Hukuk Genel Kurulu, kararında ayrıca 6100 sayılı Hukuk Muhakemeleri Kanunu’nun 297. maddesinde belirtilen “Hüküm sonucu kısmında gerekçeye ait her hangi bir söz tekrar edilmeksizin isteklerin her biri hakkında verilen hükümle, taraflara yüklenen borç ve tanınan hakların sıra numarası altında açık, şüphe ve tereddüt uyandırmayacak şekilde gösterilmesi” gerektiği ilkesine de atıfta bulunmuştur.
Usulüne Uygun Karar Oluşturulmasının Önemi
Hüküm Sonucunun Açık ve Anlaşılır Olması
Mahkeme kararlarının hüküm sonucu kısmı, davanın nasıl sonuçlandığını ve taraflara yüklenen borç ile tanınan hakların neler olduğunu açıkça göstermelidir. Bu bölüm, infazda herhangi bir tereddüt oluşturmayacak netlikte olmalıdır.
Bozma Sonrası Yeni Karar Verilmesinin Gerekliliği
Yargıtay Hukuk Genel Kurulu kararında belirtildiği üzere, “bozma kararı ile ilk hüküm hayatiyetini yitirdiğinden ona atıf suretiyle hüküm tesisinin yukarıda açıklanan kurallara uygun düşmeyeceği aşikardır”. Bu nedenle, bozma sonrası yeni ve bağımsız bir karar verilmesi gerekmektedir.
Direnme Kararlarının Teknik Nitelikleri
Direnme kararları, Yargıtay’ın bozma kararlarına karşı ilk derece mahkemesinin hukuki görüşünde ısrar etmesi anlamına gelmektedir. Ancak bu ısrarın da usule uygun şekilde ifade edilmesi ve gerekçelendirilmesi şarttır. Sadece önceki kararda direnildiğini belirtmek, usule uygun bir direnme kararı oluşturmak için yeterli değildir.
Sonuç ve Değerlendirme
Yargıtay Hukuk Genel Kurulu’nun incelediğimiz kararı, mahkeme kararlarının şekil şartlarının önemine dikkat çekmektedir. Bu karar, özellikle şu hususları vurgulamaktadır:
- Mahkeme kararları, 6100 sayılı Hukuk Muhakemeleri Kanunu’nun 297. maddesinde belirtilen şekil şartlarına uygun olarak düzenlenmelidir.

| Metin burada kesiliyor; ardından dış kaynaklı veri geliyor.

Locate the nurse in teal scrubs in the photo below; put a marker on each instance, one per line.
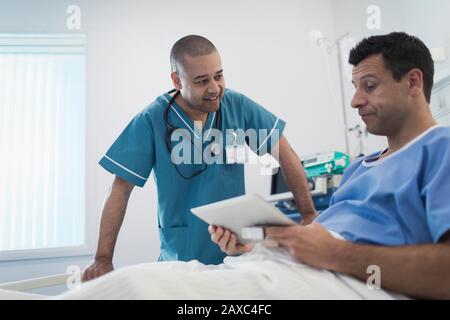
(199, 107)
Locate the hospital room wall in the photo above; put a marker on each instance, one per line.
(426, 19)
(267, 54)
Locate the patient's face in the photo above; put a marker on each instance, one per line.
(382, 102)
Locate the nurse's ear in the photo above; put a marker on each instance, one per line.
(176, 80)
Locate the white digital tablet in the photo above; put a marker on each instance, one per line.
(242, 212)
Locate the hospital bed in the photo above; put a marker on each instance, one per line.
(262, 275)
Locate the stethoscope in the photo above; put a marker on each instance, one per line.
(170, 129)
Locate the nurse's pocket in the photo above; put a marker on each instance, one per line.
(173, 243)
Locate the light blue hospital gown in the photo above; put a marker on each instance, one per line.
(402, 199)
(141, 148)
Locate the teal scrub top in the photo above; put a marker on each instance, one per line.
(142, 147)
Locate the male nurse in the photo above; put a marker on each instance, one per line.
(180, 125)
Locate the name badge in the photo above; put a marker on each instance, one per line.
(236, 154)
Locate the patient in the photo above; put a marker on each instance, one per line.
(392, 209)
(393, 206)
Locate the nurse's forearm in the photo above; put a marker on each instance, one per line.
(113, 213)
(295, 177)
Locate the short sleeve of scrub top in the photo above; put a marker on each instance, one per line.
(132, 155)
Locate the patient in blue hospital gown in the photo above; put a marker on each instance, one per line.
(402, 199)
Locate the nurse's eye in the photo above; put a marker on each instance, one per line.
(202, 82)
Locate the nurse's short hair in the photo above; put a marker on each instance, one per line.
(193, 46)
(401, 53)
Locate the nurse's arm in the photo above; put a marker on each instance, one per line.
(295, 177)
(113, 213)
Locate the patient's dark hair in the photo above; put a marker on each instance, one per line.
(401, 53)
(192, 46)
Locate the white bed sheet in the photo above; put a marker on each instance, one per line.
(262, 274)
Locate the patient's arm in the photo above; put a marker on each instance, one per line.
(113, 212)
(418, 270)
(295, 177)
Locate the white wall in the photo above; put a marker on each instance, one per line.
(266, 53)
(427, 20)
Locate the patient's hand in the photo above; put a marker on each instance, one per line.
(227, 241)
(98, 268)
(311, 244)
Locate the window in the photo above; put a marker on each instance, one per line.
(42, 142)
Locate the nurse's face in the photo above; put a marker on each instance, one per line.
(200, 80)
(382, 102)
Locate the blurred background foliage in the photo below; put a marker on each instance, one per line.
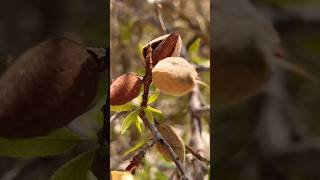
(25, 23)
(235, 128)
(133, 23)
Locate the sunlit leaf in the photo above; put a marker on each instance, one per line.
(194, 47)
(154, 110)
(160, 176)
(134, 148)
(154, 96)
(127, 121)
(57, 142)
(125, 107)
(75, 169)
(139, 124)
(157, 113)
(148, 114)
(91, 176)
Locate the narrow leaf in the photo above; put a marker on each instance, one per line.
(75, 169)
(139, 124)
(125, 107)
(148, 114)
(154, 110)
(57, 142)
(154, 96)
(127, 121)
(134, 148)
(194, 47)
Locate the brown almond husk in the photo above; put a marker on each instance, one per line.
(168, 45)
(174, 76)
(124, 89)
(170, 134)
(46, 88)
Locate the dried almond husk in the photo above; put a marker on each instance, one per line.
(168, 45)
(47, 87)
(174, 76)
(124, 89)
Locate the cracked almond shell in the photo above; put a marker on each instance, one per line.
(124, 89)
(174, 76)
(46, 88)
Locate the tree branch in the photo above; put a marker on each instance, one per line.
(147, 79)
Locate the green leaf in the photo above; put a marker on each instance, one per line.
(139, 124)
(154, 96)
(57, 142)
(125, 107)
(157, 113)
(127, 121)
(194, 47)
(75, 169)
(148, 114)
(160, 176)
(134, 148)
(154, 110)
(91, 176)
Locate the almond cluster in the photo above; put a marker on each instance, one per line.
(172, 74)
(124, 89)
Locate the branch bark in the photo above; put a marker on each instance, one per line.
(147, 79)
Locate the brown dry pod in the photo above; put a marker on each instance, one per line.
(46, 88)
(124, 89)
(170, 134)
(168, 45)
(174, 76)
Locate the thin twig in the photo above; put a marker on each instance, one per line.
(197, 155)
(147, 79)
(160, 19)
(136, 160)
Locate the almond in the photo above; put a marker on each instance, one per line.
(46, 88)
(174, 76)
(168, 45)
(124, 89)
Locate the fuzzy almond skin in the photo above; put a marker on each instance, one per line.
(168, 45)
(174, 76)
(46, 88)
(170, 134)
(124, 89)
(121, 175)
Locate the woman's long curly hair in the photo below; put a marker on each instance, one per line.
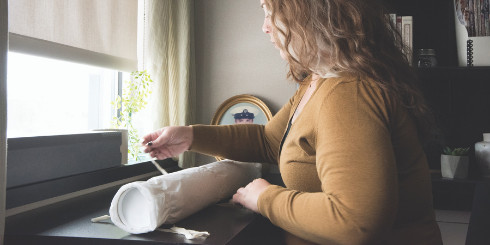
(352, 37)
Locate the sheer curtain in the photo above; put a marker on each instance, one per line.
(3, 111)
(167, 54)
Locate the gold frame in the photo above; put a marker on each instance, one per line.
(243, 98)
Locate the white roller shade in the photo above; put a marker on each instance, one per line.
(98, 32)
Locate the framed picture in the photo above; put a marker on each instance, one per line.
(242, 109)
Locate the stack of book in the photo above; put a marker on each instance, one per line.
(404, 26)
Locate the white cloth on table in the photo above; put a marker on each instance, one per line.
(143, 206)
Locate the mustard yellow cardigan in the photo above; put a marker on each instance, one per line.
(352, 163)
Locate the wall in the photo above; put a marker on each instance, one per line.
(234, 56)
(3, 110)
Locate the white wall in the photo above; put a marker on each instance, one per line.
(3, 111)
(234, 56)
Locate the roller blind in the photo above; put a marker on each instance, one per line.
(97, 32)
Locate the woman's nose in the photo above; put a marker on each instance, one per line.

- Kararların hüküm sonucu kısmında, taraflara yüklenen borç ve tanınan haklar açık ve tereddüt uyandırmayacak şekilde belirtilmelidir.
- Bozma kararı sonrasında, önceki karara atıfla yetinilmemeli, yeni ve bağımsız bir karar oluşturulmalıdır.
- Direnme kararları da teknik anlamda incelenebilir nitelikte ve usule uygun olmalıdır.
Mahkemelerin usule uygun karar oluşturmaları, kararların infazında yaşanabilecek sorunları önlemek ve hukuki güvenliği sağlamak açısından büyük önem taşımaktadır. Bu nedenle, hâkimlerin karar yazımında gerekli özeni göstermeleri, yargı sisteminin etkin işleyişi için vazgeçilmez bir gerekliliktir.
Kaynakça
- Yargıtay Hukuk Genel Kurulu, Esas No: 2021/2-672, Karar No: 2022/258, Karar Tarihi: 08.03.2022.
- 6100 sayılı Hukuk Muhakemeleri Kanunu, Madde 294, 297.
- Hukuk Genel Kurulu’nun 19.06.1991 tarihli ve 1991/323 E., 1991/391 K. sayılı kararı.
- Hukuk Genel Kurulu’nun 10.09.1991 tarihli ve 1991/281 E., 1991/415 K. sayılı kararı.
- Hukuk Genel Kurulu’nun 25.09.1991 tarihli ve 1991/355 E., 1991/440 K. sayılı kararı.
- Hukuk Genel Kurulu’nun 05.12.2007 tarihli ve 2007/981 E. 2007/936 K. sayılı kararı.
- Hukuk Genel Kurulu’nun 23.01.2008 tarihli ve 2008/29 E., 2008/4 K. sayılı kararı.
- Hukuk Genel Kurulu’nun 05.10.2011 tarihli ve 2011/607 E., 2011/604 K. sayılı kararı.